# My Rb's are flashing and I'm very concerned



## Gerrad (Jan 5, 2008)

Hey all,
I have 12 rb's in a 55. (1.5 inch) 3 hob's. Nitrate 30 ppm,0 nitrite,ph 6.8 other stuff safe zone. As far as ammonia I have to buy a kit. Did a 95% water change tuesday. 
Now, I've asked this question before (rb's rubbing on filter head). And, you guy's said it's called flashing. And, that the rb's were probably just getting dabri off there gill's. But, I've noticed they seem to do it alittle bit more often. I just put in fake plant's in today. And some of them are rubbing on the swordtail leave's. They still rub on the filter head. Now I don't know if rb's have trouble keeping stuff off there gill's or what. But, I'm really concerned about there behavior. I didn't quarantine them. And, I bought 6 and 6 from different store's. I've been looking for cure's. Because I think they may have internal parasite's. I'm guessing they got sick from me not doing enough water change's or that some of them were already sick from the store. I usually do 95% water change's every week to every other week. I was told to do 20% per week. Should I do 20% water change's twice a week?
What is the proper way to cure the rubbing on object behavior? Should I buy chemical's and take out the filter media? Or should I raise the temp gradually to 85? I know you can do that for ich.


----------



## RBP7 (Oct 13, 2006)

i would only do upto 50% waterchange 2 times weekly. your poor tank maintenance is likly the cause but changing somuch water at once will not likly do any good depending on what your dealing with. turning up the heat may help but as you turn up the heat your also turning up the agresion.


----------



## Dezboy (Apr 2, 2006)

Sorry to say mate but you doing a 95% water change will stress out your p'S no end....................i only do a maximum of 30% everytime i do a water change, but i do at least 3 a week,


----------



## Dr. Giggles (Oct 18, 2003)

The 95% water change is most likely changing the pH level too quickly causing the flashing. I understand with your load you need to do alot so best to do 20 % daily water changes or at least every other day. make sure your water is well buffered to. A kH test kit will tell you the buffering capacity of your tap water as well as the level that is in your tank.


----------



## notaverage (Sep 10, 2005)

Mind if I ask a question?
Here it is...I have a Solitary Spilo how often should I change the water?
I do about15-20% weekly. I feed him and what he doesn't eat in a few minutes I take it out. THere is NEVER left over food in there.


----------



## Piranha Dan (Nov 11, 2007)

notaverage said:


> Mind if I ask a question?
> Here it is...I have a Solitary Spilo how often should I change the water?
> I do about15-20% weekly. I feed him and what he doesn't eat in a few minutes I take it out. THere is NEVER left over food in there.

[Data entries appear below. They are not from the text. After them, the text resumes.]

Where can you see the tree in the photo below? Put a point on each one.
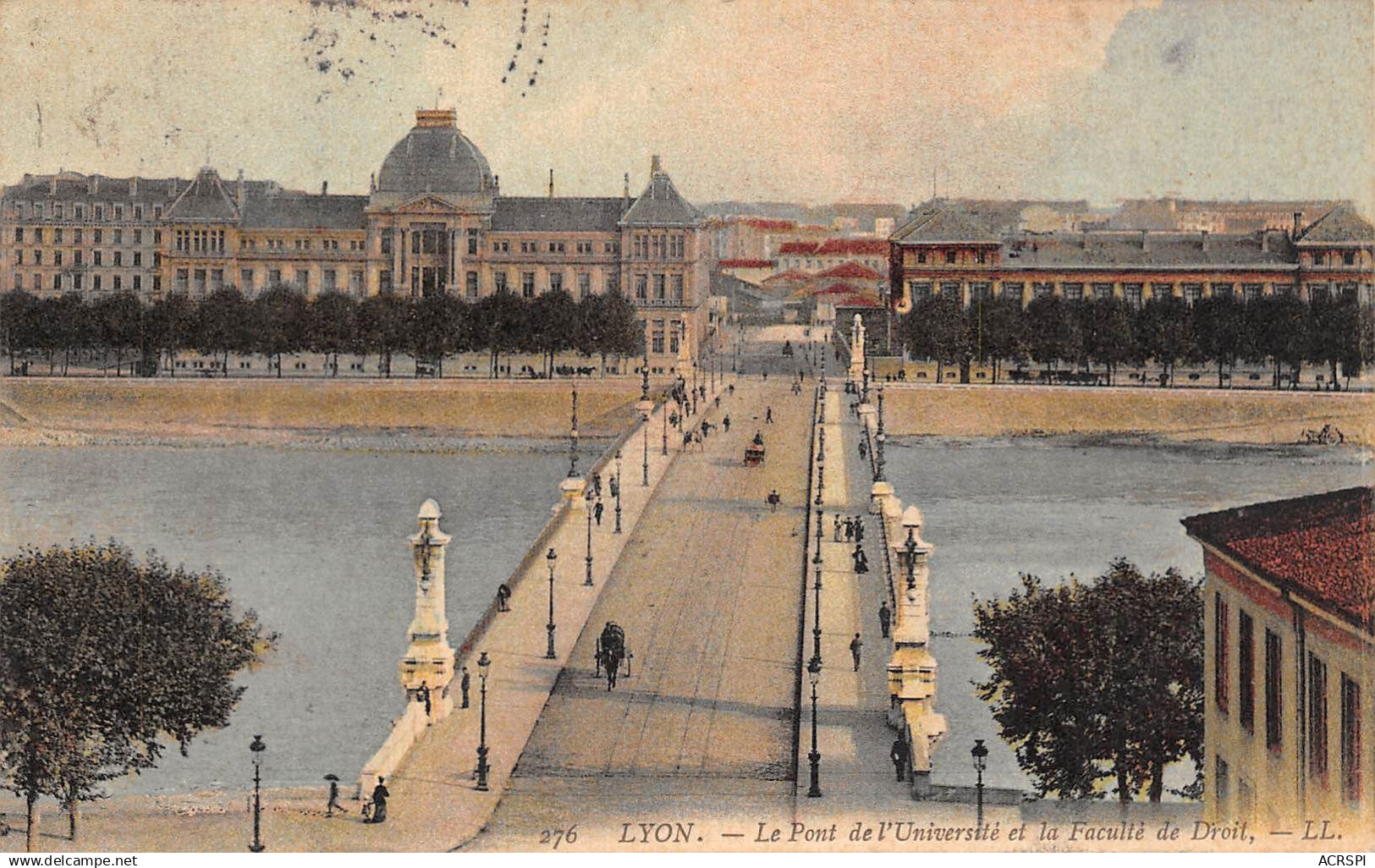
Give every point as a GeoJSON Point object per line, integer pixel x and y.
{"type": "Point", "coordinates": [1097, 681]}
{"type": "Point", "coordinates": [118, 325]}
{"type": "Point", "coordinates": [222, 323]}
{"type": "Point", "coordinates": [332, 327]}
{"type": "Point", "coordinates": [281, 322]}
{"type": "Point", "coordinates": [103, 659]}
{"type": "Point", "coordinates": [382, 327]}
{"type": "Point", "coordinates": [172, 327]}
{"type": "Point", "coordinates": [19, 323]}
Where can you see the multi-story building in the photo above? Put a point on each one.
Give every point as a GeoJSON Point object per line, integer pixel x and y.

It depends on the size of your Spilo and how big the tank is. The more gallons of water per fish you have, the less water changes you have to do.


----------



## Gerrad (Jan 5, 2008)

I'm going to start and change the water more often. I know that I'm going to be doing more work, since I have to many rb's in a 55. I'm waiting till they get to like 4 inch's and then will buy a much larger tank. 
I didn't know that turning up the heat will affect there aggression. Or that they will get more tense. Or would that be because I have to many p's? 
well thank's for the response's


----------



## Piranha_man (Jan 29, 2005)

While I was reading your post I was like:
"Okay, nitrates aren't *that* bad... pH is good... everything looks in line...
Then I read "95% water change" and I almost choked on my Mirror Pond Pale Ale!

_(Mirror Pond Pale Ale... a refreshing, slightly hoppy beer from Deschutes Brewery- Bend, Oregon)_

As several have stated above, that is waaaaaaaaay too much of a water change... don't exceed 50%.

_(This post was sponsored by Deschutes Brewery- Bend, Oregon.)_


----------



## Dr. Giggles (Oct 18, 2003)

notaverage said:


> Mind if I ask a question?
> Here it is...I have a Solitary Spilo how often should I change the water?
> I do about15-20% weekly. I feed him and what he doesn't eat in a few minutes I take it out. THere is NEVER left over food in there.


If the tank is less than 75G 30% weekly is fine. Any tank bigger 20% would be fine for a single spilo/mac. The only way to know for sure if your water changes are adequate is though through a nitrate test kit.
If you keep your nitrates 40 ppm or less you are doing fine.


----------